Category Archives: Science

Science

Full Queue

I’ve been running simulations over the holiday break, trying to get some data for a deadline, and I’ve had the queue on our cluster mostly to myself for two weeks.

As you can see here (if you look soon), there are now plenty of jobs in the queue, submitted by several users. My lovely vacation of nearly-unlimited CPU power is over. Unfortunately, I just discovered today that some old simulations of mine had a few incorrect parameters, and they need to be re-run. This could be done overnight on an empty cluster. Now I shall have to wait a little while.

The cluster includes some open-source, commodity status monitoring software called Ganglia, as well as some proprietary load monitoring software. I’m curious to see how the cluster and queue loads will look over time — how holidays, weekends, and the time of day affect the cluster load. In my experience using other clusters, Friday, Saturday, and morning on Sunday, as well as early morning on weekdays are the best times to run jobs on shared computing resources.

The 2008 Post

Happy New Year! My friend Rob literally rang in the new year last night with a pot and spoon at my wife’s apartment in New Orleans. (No falling bullets were encountered.)
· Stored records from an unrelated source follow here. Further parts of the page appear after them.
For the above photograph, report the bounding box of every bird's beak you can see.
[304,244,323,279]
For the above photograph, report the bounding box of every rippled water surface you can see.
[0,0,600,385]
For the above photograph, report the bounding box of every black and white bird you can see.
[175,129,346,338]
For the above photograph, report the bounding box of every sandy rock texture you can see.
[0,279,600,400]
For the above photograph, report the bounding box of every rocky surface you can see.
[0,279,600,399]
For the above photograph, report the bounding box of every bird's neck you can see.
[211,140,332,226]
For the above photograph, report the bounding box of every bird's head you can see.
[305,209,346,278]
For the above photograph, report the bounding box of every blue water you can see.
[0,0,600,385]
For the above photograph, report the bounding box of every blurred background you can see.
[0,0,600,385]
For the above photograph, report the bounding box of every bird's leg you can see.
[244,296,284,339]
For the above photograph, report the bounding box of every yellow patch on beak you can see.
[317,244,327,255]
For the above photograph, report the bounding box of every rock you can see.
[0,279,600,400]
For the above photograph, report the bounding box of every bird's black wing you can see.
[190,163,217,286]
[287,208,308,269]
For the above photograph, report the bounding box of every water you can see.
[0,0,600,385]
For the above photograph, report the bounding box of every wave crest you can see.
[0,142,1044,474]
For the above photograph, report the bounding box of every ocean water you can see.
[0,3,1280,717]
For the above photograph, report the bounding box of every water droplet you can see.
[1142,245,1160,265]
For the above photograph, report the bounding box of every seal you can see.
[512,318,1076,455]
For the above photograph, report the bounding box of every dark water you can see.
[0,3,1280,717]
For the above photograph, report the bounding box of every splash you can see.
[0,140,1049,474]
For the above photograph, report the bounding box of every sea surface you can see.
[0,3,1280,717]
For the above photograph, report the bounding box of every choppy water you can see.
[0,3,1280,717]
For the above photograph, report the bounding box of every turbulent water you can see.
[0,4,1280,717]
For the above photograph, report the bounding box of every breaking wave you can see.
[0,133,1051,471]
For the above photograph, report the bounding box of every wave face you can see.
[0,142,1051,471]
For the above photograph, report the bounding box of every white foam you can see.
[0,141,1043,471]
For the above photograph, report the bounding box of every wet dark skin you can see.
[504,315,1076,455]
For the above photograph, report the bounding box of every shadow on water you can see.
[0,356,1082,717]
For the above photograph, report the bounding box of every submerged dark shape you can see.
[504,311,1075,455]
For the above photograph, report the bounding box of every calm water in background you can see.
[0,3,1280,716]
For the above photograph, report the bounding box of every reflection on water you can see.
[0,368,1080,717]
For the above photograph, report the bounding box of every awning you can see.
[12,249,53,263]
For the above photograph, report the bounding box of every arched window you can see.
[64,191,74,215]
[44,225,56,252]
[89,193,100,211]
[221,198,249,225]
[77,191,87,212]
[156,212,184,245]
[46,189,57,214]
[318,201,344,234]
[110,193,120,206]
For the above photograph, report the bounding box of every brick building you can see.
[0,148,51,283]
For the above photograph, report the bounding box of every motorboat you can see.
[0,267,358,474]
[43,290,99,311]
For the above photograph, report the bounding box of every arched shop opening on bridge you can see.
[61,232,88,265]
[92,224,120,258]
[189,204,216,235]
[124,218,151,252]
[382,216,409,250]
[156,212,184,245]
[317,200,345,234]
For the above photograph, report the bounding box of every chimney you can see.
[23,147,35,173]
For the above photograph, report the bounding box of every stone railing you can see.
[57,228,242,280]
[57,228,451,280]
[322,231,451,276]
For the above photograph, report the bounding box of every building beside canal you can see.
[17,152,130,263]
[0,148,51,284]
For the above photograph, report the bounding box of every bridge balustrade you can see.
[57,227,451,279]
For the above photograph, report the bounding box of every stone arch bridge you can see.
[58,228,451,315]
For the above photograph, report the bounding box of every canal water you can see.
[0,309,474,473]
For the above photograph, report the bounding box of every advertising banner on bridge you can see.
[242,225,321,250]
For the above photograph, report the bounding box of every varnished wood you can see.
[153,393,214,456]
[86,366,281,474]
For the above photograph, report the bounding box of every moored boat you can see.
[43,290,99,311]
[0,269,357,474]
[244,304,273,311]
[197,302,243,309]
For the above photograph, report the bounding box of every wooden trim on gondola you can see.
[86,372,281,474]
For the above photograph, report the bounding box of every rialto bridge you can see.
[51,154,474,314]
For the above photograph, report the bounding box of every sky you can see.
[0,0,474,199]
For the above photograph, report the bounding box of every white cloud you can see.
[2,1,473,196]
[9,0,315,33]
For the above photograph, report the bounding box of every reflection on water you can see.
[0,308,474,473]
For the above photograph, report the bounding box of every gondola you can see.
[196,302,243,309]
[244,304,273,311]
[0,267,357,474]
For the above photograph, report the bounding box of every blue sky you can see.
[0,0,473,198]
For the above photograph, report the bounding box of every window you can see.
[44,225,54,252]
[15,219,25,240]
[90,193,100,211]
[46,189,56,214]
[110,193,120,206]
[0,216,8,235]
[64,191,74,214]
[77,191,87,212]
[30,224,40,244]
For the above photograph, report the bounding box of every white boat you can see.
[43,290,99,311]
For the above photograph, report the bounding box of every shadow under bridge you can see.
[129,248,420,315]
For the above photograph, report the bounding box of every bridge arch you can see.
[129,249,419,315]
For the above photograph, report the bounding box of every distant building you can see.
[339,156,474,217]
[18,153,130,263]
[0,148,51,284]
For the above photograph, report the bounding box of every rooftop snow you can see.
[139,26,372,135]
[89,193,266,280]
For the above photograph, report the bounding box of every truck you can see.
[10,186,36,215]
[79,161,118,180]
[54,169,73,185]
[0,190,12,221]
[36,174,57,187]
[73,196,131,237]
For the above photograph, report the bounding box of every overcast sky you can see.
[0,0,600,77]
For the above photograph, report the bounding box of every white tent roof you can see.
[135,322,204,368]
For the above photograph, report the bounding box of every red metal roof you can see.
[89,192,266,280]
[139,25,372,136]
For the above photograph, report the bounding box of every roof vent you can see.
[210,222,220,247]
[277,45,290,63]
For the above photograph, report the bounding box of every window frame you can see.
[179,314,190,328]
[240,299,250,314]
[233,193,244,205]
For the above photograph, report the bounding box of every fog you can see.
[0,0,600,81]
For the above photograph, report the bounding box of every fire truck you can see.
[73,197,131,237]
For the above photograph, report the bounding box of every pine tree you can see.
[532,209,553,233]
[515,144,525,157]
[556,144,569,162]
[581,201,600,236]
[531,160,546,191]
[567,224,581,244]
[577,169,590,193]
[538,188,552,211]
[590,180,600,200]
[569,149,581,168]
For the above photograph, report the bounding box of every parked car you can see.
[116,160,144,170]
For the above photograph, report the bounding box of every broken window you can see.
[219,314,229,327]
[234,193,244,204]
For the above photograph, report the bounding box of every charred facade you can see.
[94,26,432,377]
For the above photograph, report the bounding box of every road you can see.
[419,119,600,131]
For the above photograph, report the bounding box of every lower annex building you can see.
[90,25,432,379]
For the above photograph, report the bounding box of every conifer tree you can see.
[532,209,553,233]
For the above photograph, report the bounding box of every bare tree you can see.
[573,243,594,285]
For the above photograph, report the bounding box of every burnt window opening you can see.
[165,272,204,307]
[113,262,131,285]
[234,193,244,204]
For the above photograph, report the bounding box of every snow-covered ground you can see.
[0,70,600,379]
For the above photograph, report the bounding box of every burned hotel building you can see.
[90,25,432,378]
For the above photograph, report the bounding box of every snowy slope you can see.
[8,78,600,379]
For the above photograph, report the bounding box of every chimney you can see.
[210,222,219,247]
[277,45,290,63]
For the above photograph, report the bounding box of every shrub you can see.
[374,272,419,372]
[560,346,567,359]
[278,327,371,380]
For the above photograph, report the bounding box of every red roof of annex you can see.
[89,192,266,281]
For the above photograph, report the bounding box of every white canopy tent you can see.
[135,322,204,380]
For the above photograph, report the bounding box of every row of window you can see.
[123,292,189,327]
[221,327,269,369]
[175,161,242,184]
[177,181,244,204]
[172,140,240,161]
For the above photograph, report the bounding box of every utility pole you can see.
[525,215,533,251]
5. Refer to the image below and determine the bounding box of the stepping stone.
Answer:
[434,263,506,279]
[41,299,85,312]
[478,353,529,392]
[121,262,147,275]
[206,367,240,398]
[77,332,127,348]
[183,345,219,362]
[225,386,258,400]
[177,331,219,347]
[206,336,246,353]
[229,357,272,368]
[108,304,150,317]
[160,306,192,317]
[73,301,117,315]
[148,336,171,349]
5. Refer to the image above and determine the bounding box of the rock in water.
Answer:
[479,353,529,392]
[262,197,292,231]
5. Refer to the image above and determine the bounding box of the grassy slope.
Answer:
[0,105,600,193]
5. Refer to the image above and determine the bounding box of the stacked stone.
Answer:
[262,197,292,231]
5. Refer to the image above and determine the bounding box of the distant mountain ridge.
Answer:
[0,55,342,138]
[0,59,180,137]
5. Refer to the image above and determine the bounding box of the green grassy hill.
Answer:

2007 was a very interesting year — a year throughout which I lived entirely in Baltimore, with regular jaunts to the Big Easy. This year that should change. This is also the year that I plan to finish my Ph.D.. Remaining steps include:

  • Finishing two papers.
  • Doing a graduate board oral exam (qualifier) at Hopkins. I’ve done one at Tulane already.
  • Writing and defending my thesis.

I want to graduate by December.

My current focus, however, is finishing my abstract in time for our big conference deadline on the 4th.

Whew! Jobs running on the cluster. (And travel.)

I’ve been totally absent from most of my life the last week as a result of some problems we had with our code on the cluster. My jobs kept dying, taking down compute nodes in the process, for no apparent reason. After a while I narrowed it down to the time when restart files (from a previous simulation) are read. It turns out that the way the files were read (and that way for a good reason) was really brutal on the network. It involved way too much communication. This was okay for smaller models, but I currently have the largest model we’ve ever run in the lab.

After a conversation with our current programmer and one with our former programmer, and about 6 hours of coding last night, the restart files are now read in a less naughty way, and my jobs are reliably running.

—–

Tomorrow I am leaving for about two and a half weeks in New Orleans and Mandeville! I have an early flight, preceded by an even earlier train ride to the airport. I should be hooked up to the “tubes” and (New Year’s resolution here I come) updating the blog more often with the blow-by-blow as I try to get enough data for a Heart Rhythm conference abstract in time for the deadline, despite all of the sundry delays with the cluster.

*gasps for breath*

—–

Also, Penguin liked my cluster video so much that they put it on their front page.